著者
梶原 洋
出版者
東北福祉大学芹沢銈介美術工芸館
雑誌
東北福祉大学芹沢銈介美術工芸館年報 (ISSN:21862699)
巻号頁・発行日
no.12, pp.43-50, 2021-06-23

1933 年に伊東信雄により樺太で発見された2 領のアイヌ鎧は、主としてその構造が古墳時代の挂甲に類似していることから、平安初期(9 世紀)の所産と推定されていた。
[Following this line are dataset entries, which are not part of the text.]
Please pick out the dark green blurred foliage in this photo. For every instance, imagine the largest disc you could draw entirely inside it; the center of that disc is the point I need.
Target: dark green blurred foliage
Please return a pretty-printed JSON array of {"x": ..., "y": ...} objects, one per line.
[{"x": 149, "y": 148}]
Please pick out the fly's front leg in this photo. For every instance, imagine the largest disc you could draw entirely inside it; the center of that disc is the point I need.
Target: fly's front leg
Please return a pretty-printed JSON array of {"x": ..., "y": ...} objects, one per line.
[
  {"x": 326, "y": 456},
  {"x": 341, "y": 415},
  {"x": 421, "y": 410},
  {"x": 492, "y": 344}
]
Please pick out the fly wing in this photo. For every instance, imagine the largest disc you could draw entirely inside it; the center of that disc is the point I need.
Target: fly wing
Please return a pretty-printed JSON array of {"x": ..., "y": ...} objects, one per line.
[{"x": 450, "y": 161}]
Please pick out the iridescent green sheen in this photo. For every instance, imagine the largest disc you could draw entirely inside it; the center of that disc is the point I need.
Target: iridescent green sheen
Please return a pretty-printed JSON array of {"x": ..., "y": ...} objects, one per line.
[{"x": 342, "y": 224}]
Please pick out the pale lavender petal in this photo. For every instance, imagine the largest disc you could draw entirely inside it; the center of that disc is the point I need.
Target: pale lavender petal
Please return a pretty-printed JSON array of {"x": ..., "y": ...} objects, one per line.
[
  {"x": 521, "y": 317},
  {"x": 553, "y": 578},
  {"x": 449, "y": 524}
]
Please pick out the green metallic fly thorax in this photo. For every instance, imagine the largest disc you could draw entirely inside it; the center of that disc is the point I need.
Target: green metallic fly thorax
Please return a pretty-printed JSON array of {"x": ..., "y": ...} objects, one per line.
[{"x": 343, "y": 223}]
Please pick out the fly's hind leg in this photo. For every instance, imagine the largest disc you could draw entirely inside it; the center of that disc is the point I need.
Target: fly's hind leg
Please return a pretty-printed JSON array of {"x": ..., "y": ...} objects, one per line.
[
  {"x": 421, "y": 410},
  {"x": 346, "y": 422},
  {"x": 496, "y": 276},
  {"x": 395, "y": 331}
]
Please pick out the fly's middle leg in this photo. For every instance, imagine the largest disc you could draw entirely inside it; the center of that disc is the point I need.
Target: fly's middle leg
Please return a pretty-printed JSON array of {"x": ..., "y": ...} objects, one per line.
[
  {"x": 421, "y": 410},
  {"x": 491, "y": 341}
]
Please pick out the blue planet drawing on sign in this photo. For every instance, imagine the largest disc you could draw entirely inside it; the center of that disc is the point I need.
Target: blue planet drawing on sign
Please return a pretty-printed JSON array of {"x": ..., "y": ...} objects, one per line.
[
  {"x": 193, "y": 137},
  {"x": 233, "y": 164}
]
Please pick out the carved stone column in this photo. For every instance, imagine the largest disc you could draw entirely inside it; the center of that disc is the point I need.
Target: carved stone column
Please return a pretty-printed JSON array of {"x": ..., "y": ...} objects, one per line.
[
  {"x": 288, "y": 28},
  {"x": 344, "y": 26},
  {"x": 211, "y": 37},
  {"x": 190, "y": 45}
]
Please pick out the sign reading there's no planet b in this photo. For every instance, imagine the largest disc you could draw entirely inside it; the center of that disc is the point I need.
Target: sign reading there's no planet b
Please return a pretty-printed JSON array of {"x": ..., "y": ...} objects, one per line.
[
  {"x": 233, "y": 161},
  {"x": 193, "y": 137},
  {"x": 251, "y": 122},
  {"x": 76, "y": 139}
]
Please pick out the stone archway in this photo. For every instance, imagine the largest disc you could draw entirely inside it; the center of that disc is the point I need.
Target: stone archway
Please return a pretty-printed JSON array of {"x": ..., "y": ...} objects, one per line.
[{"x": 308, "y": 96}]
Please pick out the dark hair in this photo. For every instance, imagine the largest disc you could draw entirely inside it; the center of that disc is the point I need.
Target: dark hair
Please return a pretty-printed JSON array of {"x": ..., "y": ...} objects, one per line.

しかし、11 から12 世紀に生まれ、鎌倉時代以降に盛んに用いられた「腹巻鎧」との構造的な類似性をもつと推定される。そして、鎧自体の特徴は、北東アジアのチュクチ族などの前合わせ式鎧と共通していて、その伝統に倣った上で、日本式鎧の縄目縅、菱縫などの製作技法を取り入れて作られた可能性が高い。また、サハリンに残されたアイヌ鎧に見られる巴文が、南北朝以降の型式であり、新たに確認された松皮菱文は、武田氏に関連することから、15世紀に蠣崎氏(武田氏)を中心とした道南の和人勢力とアイヌ民族との間で繰り広げられた戦いとの強い関連も推定される。したがって、この鎧は、平安時代9 世紀の所産ではなく、室町時代の15 世紀頃に奥州以北などで製作され、サハリン(樺太)にまでもたらされたとの説明が最も有力となり、従来の年代感は訂正されなくてはならないだろう。